The young man stood facing the lion, trembling. He felt the audience lean forward; breath held in anticipation. He saw the hoop of fire on a stand in the middle of the stage. He found that he was holding the handle of a long whip. He felt the vial heavy in his pocket.
The lion’s eyes flashed and locked with the young man’s. His great mane was a glowing corona, continually unfolding, rippling, and flowing outward. He roared with a hundred voices. He moved slowly, with grace and coiled power, radiating profound goodness. The young man had never seen anything more beautiful in his entire life. He had never loved anything more.

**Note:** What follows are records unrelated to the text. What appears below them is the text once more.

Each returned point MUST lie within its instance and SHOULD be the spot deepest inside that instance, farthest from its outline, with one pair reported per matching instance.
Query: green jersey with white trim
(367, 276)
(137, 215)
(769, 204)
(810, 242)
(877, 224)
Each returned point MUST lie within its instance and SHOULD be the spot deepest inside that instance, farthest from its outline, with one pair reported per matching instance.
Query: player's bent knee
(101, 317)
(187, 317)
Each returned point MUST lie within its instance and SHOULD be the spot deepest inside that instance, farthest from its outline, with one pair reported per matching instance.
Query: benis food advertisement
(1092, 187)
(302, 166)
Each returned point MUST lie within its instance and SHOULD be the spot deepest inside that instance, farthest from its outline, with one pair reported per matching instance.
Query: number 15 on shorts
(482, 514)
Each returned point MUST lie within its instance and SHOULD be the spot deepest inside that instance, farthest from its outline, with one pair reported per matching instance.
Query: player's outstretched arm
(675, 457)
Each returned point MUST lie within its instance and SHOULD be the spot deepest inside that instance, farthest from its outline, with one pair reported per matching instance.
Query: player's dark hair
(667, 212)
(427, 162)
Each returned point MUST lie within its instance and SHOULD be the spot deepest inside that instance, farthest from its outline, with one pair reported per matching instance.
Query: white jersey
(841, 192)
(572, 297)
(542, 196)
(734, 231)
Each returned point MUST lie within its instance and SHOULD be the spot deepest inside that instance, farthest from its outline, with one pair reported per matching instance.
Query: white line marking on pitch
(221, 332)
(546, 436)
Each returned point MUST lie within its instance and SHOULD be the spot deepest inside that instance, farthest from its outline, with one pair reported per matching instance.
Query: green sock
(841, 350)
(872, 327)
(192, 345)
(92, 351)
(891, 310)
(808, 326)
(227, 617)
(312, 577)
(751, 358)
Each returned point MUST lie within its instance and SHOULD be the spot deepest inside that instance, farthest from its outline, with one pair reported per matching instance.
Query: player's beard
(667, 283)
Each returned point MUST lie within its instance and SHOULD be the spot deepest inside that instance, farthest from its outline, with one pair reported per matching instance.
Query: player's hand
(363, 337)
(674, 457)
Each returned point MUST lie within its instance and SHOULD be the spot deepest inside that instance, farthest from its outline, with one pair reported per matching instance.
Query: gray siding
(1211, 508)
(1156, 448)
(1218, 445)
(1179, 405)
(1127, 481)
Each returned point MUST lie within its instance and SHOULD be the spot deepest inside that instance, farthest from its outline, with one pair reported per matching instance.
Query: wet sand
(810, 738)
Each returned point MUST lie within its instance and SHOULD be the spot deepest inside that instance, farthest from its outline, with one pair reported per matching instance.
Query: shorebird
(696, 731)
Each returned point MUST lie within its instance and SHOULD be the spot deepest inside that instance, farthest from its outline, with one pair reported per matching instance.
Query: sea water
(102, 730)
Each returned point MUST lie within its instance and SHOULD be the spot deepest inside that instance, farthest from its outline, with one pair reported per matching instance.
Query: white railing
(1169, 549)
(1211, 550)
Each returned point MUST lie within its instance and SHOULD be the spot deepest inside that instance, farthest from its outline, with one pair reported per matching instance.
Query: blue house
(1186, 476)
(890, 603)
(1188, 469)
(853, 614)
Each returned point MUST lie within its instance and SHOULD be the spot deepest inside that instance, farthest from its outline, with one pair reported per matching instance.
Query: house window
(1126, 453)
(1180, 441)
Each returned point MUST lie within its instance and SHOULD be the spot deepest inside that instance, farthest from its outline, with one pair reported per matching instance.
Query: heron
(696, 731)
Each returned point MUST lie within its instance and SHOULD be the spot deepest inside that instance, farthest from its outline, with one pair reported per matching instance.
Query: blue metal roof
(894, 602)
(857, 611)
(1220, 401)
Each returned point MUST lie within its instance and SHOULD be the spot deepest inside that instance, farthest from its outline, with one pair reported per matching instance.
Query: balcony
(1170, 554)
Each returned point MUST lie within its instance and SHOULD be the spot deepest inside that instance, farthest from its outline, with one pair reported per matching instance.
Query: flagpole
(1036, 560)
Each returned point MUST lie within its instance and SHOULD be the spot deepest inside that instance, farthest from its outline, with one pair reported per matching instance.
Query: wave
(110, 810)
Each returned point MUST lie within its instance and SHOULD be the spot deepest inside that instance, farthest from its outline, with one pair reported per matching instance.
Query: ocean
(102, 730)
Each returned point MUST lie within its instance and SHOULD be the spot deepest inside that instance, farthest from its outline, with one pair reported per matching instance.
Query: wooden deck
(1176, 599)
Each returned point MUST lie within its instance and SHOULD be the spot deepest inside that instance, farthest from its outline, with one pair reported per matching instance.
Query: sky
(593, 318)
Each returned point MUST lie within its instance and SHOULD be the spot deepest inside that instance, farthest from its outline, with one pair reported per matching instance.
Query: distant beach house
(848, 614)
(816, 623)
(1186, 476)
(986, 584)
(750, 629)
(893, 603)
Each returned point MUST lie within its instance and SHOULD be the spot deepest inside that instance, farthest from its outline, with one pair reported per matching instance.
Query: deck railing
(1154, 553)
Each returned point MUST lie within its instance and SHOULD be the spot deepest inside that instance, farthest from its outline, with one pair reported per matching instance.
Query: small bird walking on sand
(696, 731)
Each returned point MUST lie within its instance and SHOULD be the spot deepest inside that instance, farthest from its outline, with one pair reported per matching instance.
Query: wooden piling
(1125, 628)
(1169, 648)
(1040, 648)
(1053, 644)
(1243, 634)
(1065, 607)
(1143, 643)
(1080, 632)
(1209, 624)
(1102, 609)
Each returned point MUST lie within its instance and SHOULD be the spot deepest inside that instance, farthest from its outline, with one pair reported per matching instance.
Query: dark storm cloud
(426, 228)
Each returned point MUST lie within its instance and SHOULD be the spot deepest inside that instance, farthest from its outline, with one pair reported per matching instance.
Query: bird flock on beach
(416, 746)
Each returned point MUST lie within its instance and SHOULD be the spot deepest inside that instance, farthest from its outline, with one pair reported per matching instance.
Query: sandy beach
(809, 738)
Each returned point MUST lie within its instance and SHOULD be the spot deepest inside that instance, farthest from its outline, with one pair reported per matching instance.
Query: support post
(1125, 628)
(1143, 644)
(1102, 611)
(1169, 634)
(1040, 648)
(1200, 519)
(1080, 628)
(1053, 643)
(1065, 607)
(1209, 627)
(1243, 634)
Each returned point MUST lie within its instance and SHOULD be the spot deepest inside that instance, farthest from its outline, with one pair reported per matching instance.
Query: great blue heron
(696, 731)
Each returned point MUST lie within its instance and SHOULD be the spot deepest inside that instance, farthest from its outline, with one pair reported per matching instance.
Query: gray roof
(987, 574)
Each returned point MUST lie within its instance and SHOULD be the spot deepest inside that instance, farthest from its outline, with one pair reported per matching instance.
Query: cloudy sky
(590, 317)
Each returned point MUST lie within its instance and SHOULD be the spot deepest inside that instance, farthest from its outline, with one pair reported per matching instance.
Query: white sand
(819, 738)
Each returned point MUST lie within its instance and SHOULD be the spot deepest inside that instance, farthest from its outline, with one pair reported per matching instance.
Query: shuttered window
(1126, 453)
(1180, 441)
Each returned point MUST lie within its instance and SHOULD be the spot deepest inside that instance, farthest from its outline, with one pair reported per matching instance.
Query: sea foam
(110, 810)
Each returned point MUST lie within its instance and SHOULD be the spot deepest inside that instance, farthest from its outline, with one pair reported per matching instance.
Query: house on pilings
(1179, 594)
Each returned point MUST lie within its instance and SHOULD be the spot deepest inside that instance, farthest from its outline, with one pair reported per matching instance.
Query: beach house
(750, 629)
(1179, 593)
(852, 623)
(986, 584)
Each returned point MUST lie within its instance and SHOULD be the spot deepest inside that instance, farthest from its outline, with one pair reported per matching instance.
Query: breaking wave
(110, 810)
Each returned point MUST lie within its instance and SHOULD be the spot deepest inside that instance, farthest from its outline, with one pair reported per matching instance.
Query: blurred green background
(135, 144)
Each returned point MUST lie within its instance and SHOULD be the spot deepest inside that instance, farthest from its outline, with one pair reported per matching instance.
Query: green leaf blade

Like a flash flood, something surged within the young man – an exquisite rage and a wild, reckless recognition: nothing on earth, not even pain of death, could compel him to harm this creature. He did not care what the Circus Master wanted. He did not care what the audience wanted.
The moment this knowledge arose in his consciousness, the arena went silent. The cacophony was gone. For the first time since he had entered the circus tent, the young man could hear wind blowing outside. And for the first time, he had clarity. Under the bright lights, in the preternatural stillness, he withdrew the vial from his pocket. He hurled it with all his might, as high and far as he could, into the audience.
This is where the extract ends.